Applying Security to Codebase
Having one codebase tracked in revision control, with many deploys is the ideal, but it’s important to remember that your code is only as secure as the systems used to build it. As the guardian of the code and the systems in which it is housed, what steps can you as a developer take to ensure that the repository is properly secure?
1. Lock it down
These days source code is the core of most businesses, therefore it’s imperative to protect it. The best way to do this is by imposing restrictions — limit access to the source code repository to authenticated users only. Believe it or not it’s very common for people to be able to view the entire source code when on the internal network. While this maintains integrity, unfortunately it can put your entire intelligent property at risk.

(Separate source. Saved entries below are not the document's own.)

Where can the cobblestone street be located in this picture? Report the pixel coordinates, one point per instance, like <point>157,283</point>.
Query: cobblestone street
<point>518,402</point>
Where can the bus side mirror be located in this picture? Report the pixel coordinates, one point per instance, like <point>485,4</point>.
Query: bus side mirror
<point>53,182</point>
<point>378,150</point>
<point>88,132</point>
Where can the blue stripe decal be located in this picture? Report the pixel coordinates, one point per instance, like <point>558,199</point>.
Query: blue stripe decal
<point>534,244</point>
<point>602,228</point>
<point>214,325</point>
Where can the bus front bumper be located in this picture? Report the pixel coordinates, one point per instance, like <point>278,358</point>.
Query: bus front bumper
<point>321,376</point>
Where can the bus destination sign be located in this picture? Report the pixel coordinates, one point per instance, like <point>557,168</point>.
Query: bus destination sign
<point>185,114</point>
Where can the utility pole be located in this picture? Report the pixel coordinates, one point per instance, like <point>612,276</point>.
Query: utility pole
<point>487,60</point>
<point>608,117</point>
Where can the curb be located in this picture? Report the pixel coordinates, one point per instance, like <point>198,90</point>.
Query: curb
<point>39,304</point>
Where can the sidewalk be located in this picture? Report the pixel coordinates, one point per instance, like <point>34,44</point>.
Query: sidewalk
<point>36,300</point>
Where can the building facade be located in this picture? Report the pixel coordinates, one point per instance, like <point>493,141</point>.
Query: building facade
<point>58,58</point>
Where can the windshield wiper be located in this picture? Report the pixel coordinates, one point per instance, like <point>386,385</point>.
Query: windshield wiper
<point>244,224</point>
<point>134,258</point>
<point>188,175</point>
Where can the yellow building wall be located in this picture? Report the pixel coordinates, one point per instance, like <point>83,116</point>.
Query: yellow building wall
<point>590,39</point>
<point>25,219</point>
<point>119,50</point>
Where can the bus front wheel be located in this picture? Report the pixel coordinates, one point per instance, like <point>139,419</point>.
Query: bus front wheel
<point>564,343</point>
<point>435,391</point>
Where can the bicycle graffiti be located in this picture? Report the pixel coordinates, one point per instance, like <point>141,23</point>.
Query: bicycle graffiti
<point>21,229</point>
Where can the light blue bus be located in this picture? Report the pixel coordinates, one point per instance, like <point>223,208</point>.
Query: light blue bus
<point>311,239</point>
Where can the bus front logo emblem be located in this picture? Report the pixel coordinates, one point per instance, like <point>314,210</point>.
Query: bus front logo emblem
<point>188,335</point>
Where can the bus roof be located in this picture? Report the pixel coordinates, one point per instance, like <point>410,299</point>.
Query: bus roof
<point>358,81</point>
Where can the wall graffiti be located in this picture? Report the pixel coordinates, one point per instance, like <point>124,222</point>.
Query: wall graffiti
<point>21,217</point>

Limit commits to pull requests as opposed to direct commits. This refers to a source management system model, in which no one can write directly to the source code repository. Pull requests are reviewed by the team responsible for the master code, which then decide whether to merge the new code with the existing base, or not. In this way the codebase is protected through the provision of checks and balances. Ultimately, limiting commits is an enabling requirement that acts as a shield for other activities.
2. No more secrets
Write code as if everything you did was open sourced. To share a practical example of this, there’s a scene in the movie Sneakers (1992) where Robert Redford’s character realizes that "Setec Astronomy," the name of the project that produced a black box, was actually an anagram for "Too Many Secrets." Soon after, Redford’s engineers realized that the black box was actually a piece of hardware capable of decrypting anything and everything — to which Redford then famously (at least for me) said "No More Secrets." In the same way we need to apply the idea of "No More Secrets" to our code. It means developers should write application code with the assumption that it could be disclosed, so ideally the goal will be to have no secrets in the actual application.

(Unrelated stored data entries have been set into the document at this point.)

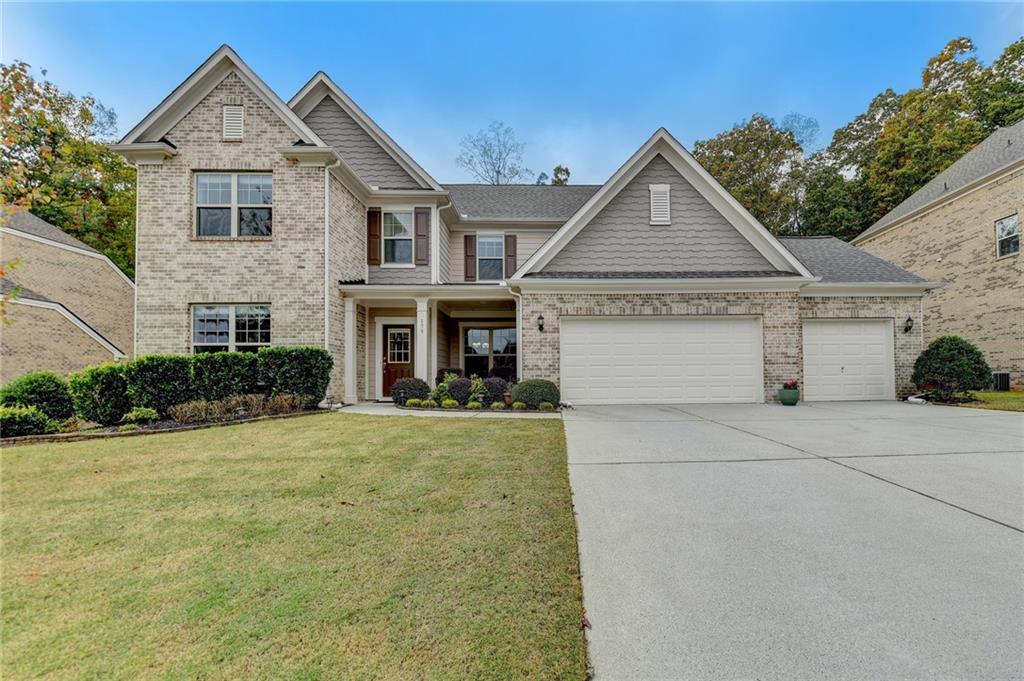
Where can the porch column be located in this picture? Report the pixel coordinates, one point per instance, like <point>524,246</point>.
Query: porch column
<point>420,363</point>
<point>351,390</point>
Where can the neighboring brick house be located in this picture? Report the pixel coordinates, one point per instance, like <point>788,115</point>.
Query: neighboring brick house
<point>73,306</point>
<point>964,228</point>
<point>264,222</point>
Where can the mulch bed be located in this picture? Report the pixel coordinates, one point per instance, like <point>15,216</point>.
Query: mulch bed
<point>147,429</point>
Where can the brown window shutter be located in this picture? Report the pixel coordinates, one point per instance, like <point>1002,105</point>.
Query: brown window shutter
<point>374,237</point>
<point>510,262</point>
<point>470,243</point>
<point>422,235</point>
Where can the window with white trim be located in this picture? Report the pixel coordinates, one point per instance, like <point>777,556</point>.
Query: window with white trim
<point>660,204</point>
<point>396,233</point>
<point>1008,236</point>
<point>489,257</point>
<point>235,116</point>
<point>230,328</point>
<point>233,204</point>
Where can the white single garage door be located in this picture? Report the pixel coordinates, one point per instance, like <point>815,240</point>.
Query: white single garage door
<point>607,360</point>
<point>848,359</point>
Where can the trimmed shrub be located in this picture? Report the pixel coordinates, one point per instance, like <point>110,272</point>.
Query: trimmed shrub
<point>536,390</point>
<point>16,421</point>
<point>441,373</point>
<point>949,366</point>
<point>140,415</point>
<point>220,375</point>
<point>45,390</point>
<point>100,393</point>
<point>159,381</point>
<point>461,389</point>
<point>302,371</point>
<point>409,388</point>
<point>496,387</point>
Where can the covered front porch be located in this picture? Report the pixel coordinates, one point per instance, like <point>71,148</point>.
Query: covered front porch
<point>393,333</point>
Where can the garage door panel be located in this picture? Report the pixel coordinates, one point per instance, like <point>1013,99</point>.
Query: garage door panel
<point>848,359</point>
<point>662,360</point>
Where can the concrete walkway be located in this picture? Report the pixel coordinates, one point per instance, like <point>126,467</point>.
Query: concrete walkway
<point>830,541</point>
<point>386,409</point>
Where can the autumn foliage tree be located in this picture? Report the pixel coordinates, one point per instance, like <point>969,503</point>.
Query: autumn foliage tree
<point>54,163</point>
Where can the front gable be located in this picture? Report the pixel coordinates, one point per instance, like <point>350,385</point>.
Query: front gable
<point>621,237</point>
<point>708,232</point>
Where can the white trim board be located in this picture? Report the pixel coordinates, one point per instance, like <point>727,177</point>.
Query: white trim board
<point>67,247</point>
<point>321,85</point>
<point>71,316</point>
<point>665,144</point>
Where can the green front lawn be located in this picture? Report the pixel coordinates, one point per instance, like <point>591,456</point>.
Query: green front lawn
<point>323,547</point>
<point>1011,401</point>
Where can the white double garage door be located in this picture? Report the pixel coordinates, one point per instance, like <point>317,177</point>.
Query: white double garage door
<point>614,359</point>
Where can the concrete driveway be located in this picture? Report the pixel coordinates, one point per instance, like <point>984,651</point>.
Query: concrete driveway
<point>826,541</point>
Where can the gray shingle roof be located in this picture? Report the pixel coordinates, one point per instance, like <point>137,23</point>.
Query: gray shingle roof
<point>836,261</point>
<point>23,220</point>
<point>554,203</point>
<point>998,150</point>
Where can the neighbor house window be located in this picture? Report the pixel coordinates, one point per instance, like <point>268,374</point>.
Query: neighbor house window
<point>397,238</point>
<point>230,328</point>
<point>489,351</point>
<point>489,257</point>
<point>233,204</point>
<point>1008,236</point>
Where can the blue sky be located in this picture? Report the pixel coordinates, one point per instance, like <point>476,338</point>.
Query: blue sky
<point>582,84</point>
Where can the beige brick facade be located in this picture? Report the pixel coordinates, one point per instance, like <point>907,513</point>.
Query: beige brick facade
<point>781,314</point>
<point>983,296</point>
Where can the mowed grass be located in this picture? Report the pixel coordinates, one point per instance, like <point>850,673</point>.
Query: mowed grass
<point>323,547</point>
<point>1008,400</point>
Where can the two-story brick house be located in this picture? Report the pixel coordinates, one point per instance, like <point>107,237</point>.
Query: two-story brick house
<point>964,228</point>
<point>265,222</point>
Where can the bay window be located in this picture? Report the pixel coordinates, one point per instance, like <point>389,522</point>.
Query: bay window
<point>233,204</point>
<point>230,328</point>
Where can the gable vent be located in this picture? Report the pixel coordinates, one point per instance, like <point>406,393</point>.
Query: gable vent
<point>233,117</point>
<point>659,203</point>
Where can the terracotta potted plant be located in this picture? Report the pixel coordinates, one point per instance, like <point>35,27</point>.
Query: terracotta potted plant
<point>788,394</point>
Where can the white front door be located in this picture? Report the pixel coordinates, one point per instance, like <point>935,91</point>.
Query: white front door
<point>848,359</point>
<point>607,360</point>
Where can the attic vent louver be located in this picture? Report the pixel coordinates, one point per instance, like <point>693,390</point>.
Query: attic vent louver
<point>659,204</point>
<point>233,118</point>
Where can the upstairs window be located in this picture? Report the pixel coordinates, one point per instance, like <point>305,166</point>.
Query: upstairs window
<point>659,204</point>
<point>230,328</point>
<point>397,238</point>
<point>489,257</point>
<point>233,204</point>
<point>1008,236</point>
<point>235,116</point>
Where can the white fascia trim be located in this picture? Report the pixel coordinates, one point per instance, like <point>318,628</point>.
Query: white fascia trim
<point>868,289</point>
<point>659,285</point>
<point>195,88</point>
<point>936,204</point>
<point>73,249</point>
<point>664,143</point>
<point>305,99</point>
<point>118,354</point>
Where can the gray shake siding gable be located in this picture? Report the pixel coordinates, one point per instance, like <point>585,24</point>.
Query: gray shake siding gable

Externalize secrets and make their location known via startup arguments. This means putting secrets into configuration files where people can find them. Use the environment to protect the configuration.
3. Review code regularly
Enforce secure coding guidelines via a review of all pull requests. Throughout the software development stage, there are only a few key inflection points i.e. central areas where everything merges, where changes can be made. It’s a good policy to use these central points to enforce your company’s security guidelines. From a coding point of view these guidelines can include:
a. Use organizationally approved cryptographic controls.
b. Make use of HTTP security headers for all responses.

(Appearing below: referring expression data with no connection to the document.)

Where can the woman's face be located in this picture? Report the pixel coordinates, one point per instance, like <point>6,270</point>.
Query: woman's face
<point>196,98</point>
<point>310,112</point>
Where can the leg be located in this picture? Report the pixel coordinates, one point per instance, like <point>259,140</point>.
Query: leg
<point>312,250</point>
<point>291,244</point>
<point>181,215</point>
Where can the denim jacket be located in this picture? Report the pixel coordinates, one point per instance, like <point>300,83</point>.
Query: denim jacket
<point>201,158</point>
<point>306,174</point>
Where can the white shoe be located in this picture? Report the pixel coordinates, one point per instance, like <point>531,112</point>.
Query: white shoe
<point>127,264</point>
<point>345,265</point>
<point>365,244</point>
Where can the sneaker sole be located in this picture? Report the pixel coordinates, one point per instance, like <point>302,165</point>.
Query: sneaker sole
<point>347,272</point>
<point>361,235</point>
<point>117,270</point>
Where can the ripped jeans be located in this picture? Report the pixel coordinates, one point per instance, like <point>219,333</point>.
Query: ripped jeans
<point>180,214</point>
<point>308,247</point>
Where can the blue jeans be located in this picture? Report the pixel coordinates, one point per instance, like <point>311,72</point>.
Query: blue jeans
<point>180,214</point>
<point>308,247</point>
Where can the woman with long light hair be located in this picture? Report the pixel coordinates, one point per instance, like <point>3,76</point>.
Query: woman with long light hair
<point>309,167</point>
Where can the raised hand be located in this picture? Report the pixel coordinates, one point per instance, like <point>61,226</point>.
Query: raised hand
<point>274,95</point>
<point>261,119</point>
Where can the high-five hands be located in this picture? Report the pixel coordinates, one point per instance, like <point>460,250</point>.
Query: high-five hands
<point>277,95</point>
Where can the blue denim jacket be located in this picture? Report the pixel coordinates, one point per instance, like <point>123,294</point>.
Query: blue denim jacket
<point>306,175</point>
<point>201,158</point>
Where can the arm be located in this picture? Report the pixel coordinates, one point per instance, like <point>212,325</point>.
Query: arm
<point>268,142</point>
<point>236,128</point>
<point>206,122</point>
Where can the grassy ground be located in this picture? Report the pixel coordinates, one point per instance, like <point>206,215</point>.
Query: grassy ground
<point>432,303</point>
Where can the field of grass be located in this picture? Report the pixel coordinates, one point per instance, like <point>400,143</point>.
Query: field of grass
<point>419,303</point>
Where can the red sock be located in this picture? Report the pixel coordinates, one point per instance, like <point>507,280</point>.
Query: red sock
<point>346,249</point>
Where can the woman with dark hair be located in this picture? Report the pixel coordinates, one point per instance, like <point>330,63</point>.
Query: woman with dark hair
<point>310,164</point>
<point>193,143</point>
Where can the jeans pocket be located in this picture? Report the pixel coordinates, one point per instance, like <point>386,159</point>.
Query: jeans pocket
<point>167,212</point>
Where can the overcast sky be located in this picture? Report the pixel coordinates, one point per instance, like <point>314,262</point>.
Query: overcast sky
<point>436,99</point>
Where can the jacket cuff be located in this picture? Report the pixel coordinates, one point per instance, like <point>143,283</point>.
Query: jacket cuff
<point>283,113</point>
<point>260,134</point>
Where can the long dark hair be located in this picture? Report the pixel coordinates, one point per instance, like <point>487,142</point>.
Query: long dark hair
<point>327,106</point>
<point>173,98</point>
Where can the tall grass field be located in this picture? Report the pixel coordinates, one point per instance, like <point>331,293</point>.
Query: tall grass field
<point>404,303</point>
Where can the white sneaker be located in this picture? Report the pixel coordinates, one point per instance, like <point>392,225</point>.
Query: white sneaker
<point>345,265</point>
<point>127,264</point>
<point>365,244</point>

c. Consistent use of contextual encoding via HTML templating engines.
d. All database queries are performed using variable binding.
e. Keeping your dependencies updated.
Successful development teams find it’s equally important is to educate the team regarding solutions to pull requests that fail code reviews. It’s key to understand why some pull requests are rejected, and how the team can work to avoid these issues.
Collaborating in terms of sharing feedback will go a long way towards promoting awareness, and ultimately supporting the coding of applications that can be done more quickly, efficiently and securely. It’s an approach that should in fact be applied to all 12 steps of Twelve Factor.